Describe how Open MPI was installed (e.g., from a source/distribution tarball, from a git clone, from an operating system distribution package, etc.)
With the EasyBuild build system, i.e. from source tarballs.
If you are building/installing from a git clone, please copy-n-paste the output from git submodule status
.
Please describe the system on which you are running
- Operating system/version: RockyLinux 8
- Computer hardware: Dell R650 (69 icelake cores), Dell R640 (40 skylake cores), Huawei XH620 (24 broadwell cores) - same issue on them all
- Network type: OmniPath
Details of the problem
All MPI programs crash upon starting. Per default OpenMPI chooses the cm PML with the psm2 MTL.

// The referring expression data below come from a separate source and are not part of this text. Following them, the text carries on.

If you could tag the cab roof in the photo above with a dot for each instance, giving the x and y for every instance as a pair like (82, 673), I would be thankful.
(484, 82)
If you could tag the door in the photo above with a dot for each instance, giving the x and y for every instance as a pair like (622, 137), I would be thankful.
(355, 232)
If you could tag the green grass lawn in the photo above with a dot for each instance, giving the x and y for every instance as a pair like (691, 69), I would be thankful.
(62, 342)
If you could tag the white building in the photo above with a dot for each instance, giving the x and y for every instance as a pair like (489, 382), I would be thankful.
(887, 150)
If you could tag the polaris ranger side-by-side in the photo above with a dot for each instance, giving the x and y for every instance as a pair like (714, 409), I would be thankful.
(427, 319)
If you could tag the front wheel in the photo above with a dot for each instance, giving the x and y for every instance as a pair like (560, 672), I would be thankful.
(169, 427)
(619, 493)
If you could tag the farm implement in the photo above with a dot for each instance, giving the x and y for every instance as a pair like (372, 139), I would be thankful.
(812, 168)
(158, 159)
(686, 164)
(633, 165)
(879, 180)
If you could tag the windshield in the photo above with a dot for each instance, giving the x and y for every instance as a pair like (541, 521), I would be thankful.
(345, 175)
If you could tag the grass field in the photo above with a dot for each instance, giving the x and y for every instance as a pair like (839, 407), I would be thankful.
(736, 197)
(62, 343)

$ mpirun -np 2 ./mpiBench_2025b
--------------------------------------------------------------------------
Error obtaining unique transport key from PMIX (OMPI_MCA_orte_precondition_transports not present in
the environment).
Local host: a018
--------------------------------------------------------------------------
--------------------------------------------------------------------------
It looks like MPI_INIT failed for some reason; your parallel process is
likely to abort. There are many reasons that a parallel process can
fail during MPI_INIT; some of which are due to configuration or environment
problems. This failure appears to be an internal failure; here's some
additional information (which may only be relevant to an Open MPI
developer):
PML add procs failed
--> Returned "Error" (-1) instead of "Success" (0)
--------------------------------------------------------------------------
[a018:00000] *** An error occurred in MPI_Init
[a018:00000] *** reported by process [4230545409,1]
[a018:00000] *** on a NULL communicator
[a018:00000] *** Unknown error
[a018:00000] *** MPI_ERRORS_ARE_FATAL (processes in this communicator will now abort,
[a018:00000] *** and MPI will try to terminate your MPI job as well)
--------------------------------------------------------------------------
prterun has exited due to process rank 0 with PID 0 on node a018 calling
"abort". This may have caused other processes in the application to be
terminated by signals sent by prterun (as reported here).
--------------------------------------------------------------------------
Note that setting OMPI_MCA_pml=ucx
solves the problem, but with OpenMPI 5.0.7 (where we can run with mpirun but not srun or singletons) we measure a 25% performance degradation doing that.